Savilaakso, who took the initiative of having a roundtable discussion on the Danish exit, doesn’t hide that the governance changes at PRI might have been rash.

“The origins of the PRI organisation were very entrepreneurial, meaning that there’s a lot of initiative and things going on. I’m convinced, however, that PRI is committed to coming up with a governance model that fits all members.”

The PRI has appointed a third party to scrutinise its governance and is currently consulting among its members. The organisation is expected to present an alternative at its forthcoming global meeting in October 2014.

Reasons for ESG focus
Savilaakso says financial institutions should consider ESG issues in their investment management because of a growing client demand for it, because many stakeholders think it is the right thing to do, and because it may simply improve investment decisions.

Still why should private financial institutions care about precisely ESG issues? Isn’t it enough for them to follow national and international legislation and regulations?
“It’s a fair point, and I think that in order to make all financial institutions live and breed ESG, one would indeed need legislation. Again, that view doesn’t really highlight the opportunities that including ESG issues into investment decisions brings with it,” Savilaakso says.

Brag value
Being “green” or “responsible” gives a certain kudos to a company and many critics also say that the UN-backed investment principles are more symbolic than practical. For instance, the first and most important of the six PRI principles only states that: “We will incorporate ESG issues into investment analysis and decision-making processes”. The other five principles are about how to achieve this in practice.

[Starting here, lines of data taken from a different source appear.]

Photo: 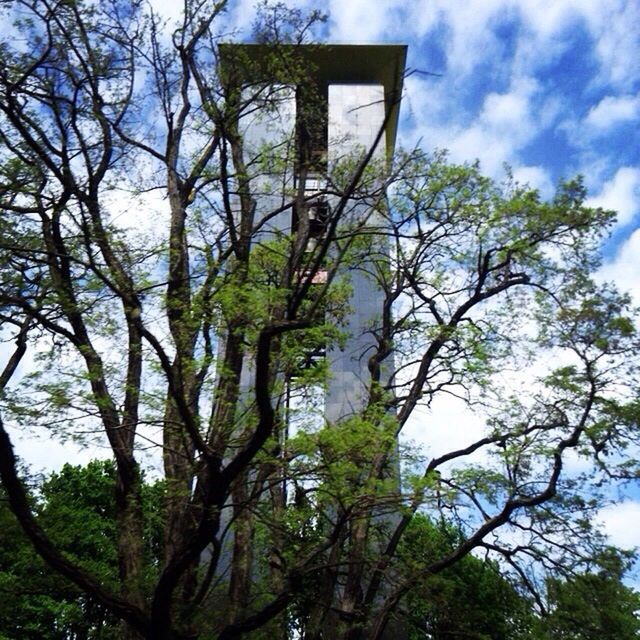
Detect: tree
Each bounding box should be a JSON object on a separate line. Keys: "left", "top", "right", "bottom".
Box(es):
{"left": 400, "top": 515, "right": 535, "bottom": 640}
{"left": 0, "top": 1, "right": 639, "bottom": 639}
{"left": 537, "top": 550, "right": 640, "bottom": 640}
{"left": 4, "top": 470, "right": 637, "bottom": 640}
{"left": 0, "top": 461, "right": 163, "bottom": 639}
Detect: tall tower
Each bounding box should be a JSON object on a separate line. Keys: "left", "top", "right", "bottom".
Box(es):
{"left": 222, "top": 43, "right": 407, "bottom": 420}
{"left": 219, "top": 44, "right": 407, "bottom": 637}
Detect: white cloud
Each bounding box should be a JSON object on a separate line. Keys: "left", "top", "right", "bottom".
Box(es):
{"left": 325, "top": 0, "right": 507, "bottom": 61}
{"left": 585, "top": 94, "right": 640, "bottom": 130}
{"left": 402, "top": 395, "right": 487, "bottom": 463}
{"left": 443, "top": 77, "right": 540, "bottom": 175}
{"left": 598, "top": 227, "right": 640, "bottom": 303}
{"left": 394, "top": 0, "right": 639, "bottom": 206}
{"left": 517, "top": 0, "right": 640, "bottom": 88}
{"left": 513, "top": 165, "right": 554, "bottom": 198}
{"left": 597, "top": 501, "right": 640, "bottom": 549}
{"left": 104, "top": 187, "right": 170, "bottom": 232}
{"left": 11, "top": 430, "right": 108, "bottom": 474}
{"left": 446, "top": 126, "right": 511, "bottom": 175}
{"left": 147, "top": 0, "right": 186, "bottom": 24}
{"left": 482, "top": 87, "right": 532, "bottom": 133}
{"left": 586, "top": 167, "right": 640, "bottom": 228}
{"left": 403, "top": 78, "right": 552, "bottom": 182}
{"left": 327, "top": 0, "right": 400, "bottom": 42}
{"left": 588, "top": 0, "right": 640, "bottom": 88}
{"left": 422, "top": 2, "right": 511, "bottom": 79}
{"left": 518, "top": 0, "right": 580, "bottom": 37}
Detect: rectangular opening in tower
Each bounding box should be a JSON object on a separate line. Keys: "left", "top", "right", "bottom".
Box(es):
{"left": 295, "top": 81, "right": 328, "bottom": 173}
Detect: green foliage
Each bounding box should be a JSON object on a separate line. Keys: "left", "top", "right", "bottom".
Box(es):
{"left": 0, "top": 461, "right": 163, "bottom": 640}
{"left": 0, "top": 2, "right": 639, "bottom": 637}
{"left": 537, "top": 552, "right": 640, "bottom": 640}
{"left": 400, "top": 515, "right": 534, "bottom": 640}
{"left": 400, "top": 519, "right": 640, "bottom": 640}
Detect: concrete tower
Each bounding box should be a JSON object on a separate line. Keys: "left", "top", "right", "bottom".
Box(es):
{"left": 223, "top": 43, "right": 407, "bottom": 421}
{"left": 219, "top": 44, "right": 407, "bottom": 637}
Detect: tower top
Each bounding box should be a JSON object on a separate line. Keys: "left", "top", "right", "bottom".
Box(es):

What is your response to this kind of criticism?
“There is a certain trust deficit towards large banks, especially after the financial crisis, and yes, making responsible investments helps them in this sense. However, while signing up with the ESG principles is easy, PRI membership comes with an obligation to report according to certain principles. My advice would be that everyone buying into responsible investment products should read the small print and find out what responsible investment means in practice,” Savilaakso says.